The tyrannical dictator Juan Manuel de Rosas (1793–1877) ruled Argentina from 1829 to 1852. The political tactics and the pen of the statesman and essayist Domingo Faustino Sarmiento (1811–88) did much to undermine him. While in exile, Sarmiento wrote some of his best works, including Facundo, the story of a rival caudillo. The most literary of Argentina's statesmen was Gen. Bartolomé Mitre (1821–1906), who was president from 1862 to 1868. Mitre, the founder and owner of the newspaper La Nación, wrote several important historical works and biographies. The most famous Argentine political figures of modern times have been Juan Domingo Perón Sosa (1895–1974) and his second wife, Eva Duarte de Perón (1919–52), known as "Evita." Perón's third wife, María Estela ("Isabel") Martínez de Perón, was vice-president during 1973–74 and, after her husband's death, president from 1974 to 1976.
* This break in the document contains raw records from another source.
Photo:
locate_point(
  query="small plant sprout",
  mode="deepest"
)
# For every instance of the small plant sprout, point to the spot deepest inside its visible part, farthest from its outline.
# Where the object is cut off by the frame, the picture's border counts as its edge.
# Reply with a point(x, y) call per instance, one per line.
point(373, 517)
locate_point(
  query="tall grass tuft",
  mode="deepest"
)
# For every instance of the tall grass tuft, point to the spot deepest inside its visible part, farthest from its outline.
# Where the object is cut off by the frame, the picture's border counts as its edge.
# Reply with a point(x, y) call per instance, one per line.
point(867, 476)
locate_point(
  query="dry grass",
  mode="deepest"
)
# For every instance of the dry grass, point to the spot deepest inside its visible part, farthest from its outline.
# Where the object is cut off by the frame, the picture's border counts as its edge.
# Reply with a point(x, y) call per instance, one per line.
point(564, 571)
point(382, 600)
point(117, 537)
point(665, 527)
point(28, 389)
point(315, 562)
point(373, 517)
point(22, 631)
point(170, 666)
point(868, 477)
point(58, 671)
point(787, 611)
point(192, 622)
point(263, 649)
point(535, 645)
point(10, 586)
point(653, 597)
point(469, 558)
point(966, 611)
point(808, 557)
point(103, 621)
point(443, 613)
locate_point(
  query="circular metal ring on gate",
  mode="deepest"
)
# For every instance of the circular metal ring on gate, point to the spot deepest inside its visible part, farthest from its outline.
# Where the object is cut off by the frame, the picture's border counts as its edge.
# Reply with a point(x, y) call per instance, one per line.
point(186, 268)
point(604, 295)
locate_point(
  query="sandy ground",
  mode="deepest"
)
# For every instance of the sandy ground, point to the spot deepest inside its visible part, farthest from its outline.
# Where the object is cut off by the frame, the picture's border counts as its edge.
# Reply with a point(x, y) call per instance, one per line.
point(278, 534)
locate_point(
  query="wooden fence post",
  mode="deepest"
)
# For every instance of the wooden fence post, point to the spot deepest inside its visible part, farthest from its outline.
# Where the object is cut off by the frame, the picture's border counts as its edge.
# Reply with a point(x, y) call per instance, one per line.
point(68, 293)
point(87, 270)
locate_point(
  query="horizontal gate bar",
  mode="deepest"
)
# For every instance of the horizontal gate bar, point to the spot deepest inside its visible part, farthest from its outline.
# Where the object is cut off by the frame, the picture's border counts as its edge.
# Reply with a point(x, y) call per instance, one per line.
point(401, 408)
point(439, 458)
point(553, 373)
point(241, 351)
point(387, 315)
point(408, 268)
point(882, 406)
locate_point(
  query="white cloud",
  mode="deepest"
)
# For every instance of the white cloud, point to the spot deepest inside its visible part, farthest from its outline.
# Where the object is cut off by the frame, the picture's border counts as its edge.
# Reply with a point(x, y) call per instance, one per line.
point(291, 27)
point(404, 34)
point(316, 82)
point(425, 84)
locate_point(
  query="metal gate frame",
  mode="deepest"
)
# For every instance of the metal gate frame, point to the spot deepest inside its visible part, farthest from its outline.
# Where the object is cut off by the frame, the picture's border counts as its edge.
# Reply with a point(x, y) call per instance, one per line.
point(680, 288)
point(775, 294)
José Hernández (1834–86), one of the first Argentine literary figures to use the uncultured language of the gaucho in his writings, is the author of Martín Fierro, considered the greatest of gaucho poems. Ricardo Güiraldes (1886–1927) kept the "gauchesco" spirit alive in his novel Don Segundo Sombra, a spiritual study of an Argentine gaucho. A less romantic view of these hardy horsemen of the pampas appears in the writings of Benito Lynch (1885–1951). The works of the poet Leopoldo Lugones (1874–1938) form a panorama of all Argentine life and landscape. José Mármol (1817–71) gave a good description of life in Buenos Aires under the tyrant Rosas in his novel Amalia, and Enrique Rodríguez Larreta (1875–1961) wrote the first Latin American novel to win international fame, La gloria de Don Ramiro, a reconstruction of Spanish life during the reign of PhilipII. The leading contemporary writer of Argentina is Jorge Luis Borges (1899–1986), best known for his essays and collections of tales such as Historia universal de la infamia. Other world-famous writers are Julio Cortázar (1914–84) and Adolfo Bioy Casares (1914–1999). Outstanding in the visual arts are the sculptor Rogelio Irurtia (1879–1950) and the painters Miguel Carlos Victorica (1884–1955) and Emilio Pettoruti (1892–1971). Argentina's foremost composers are Alberto Williams (1862–1952), founder of the Buenos Aires Conservatory; Juan José Castro (1895–1968); Juan Carlos Paz (1901–72); and Alberto Ginastera (1916–83).
The most famous Argentine scientist, Bernardo Alberto Houssay (1887–1971), was awarded the 1947 Nobel Prize in medicine for his work on diabetes; French-born Luis Federico Leloir (1906–87) won the Nobel Prize for chemistry in 1970. Notable philosophers include Alejandro Korn (1860–1936), whose work marked a reaction against positivism, and Francisco Romero (1891–1962). Carlos Saavedra Lamas (1878–1959), an authority on international law, received the Nobel Prize for peace in 1936. Adolfo Pérez Esquivel (b.1931), a sculptor and professor of architecture, received the Nobel Peace Prize in 1980 for his work in the Argentine human-rights movement.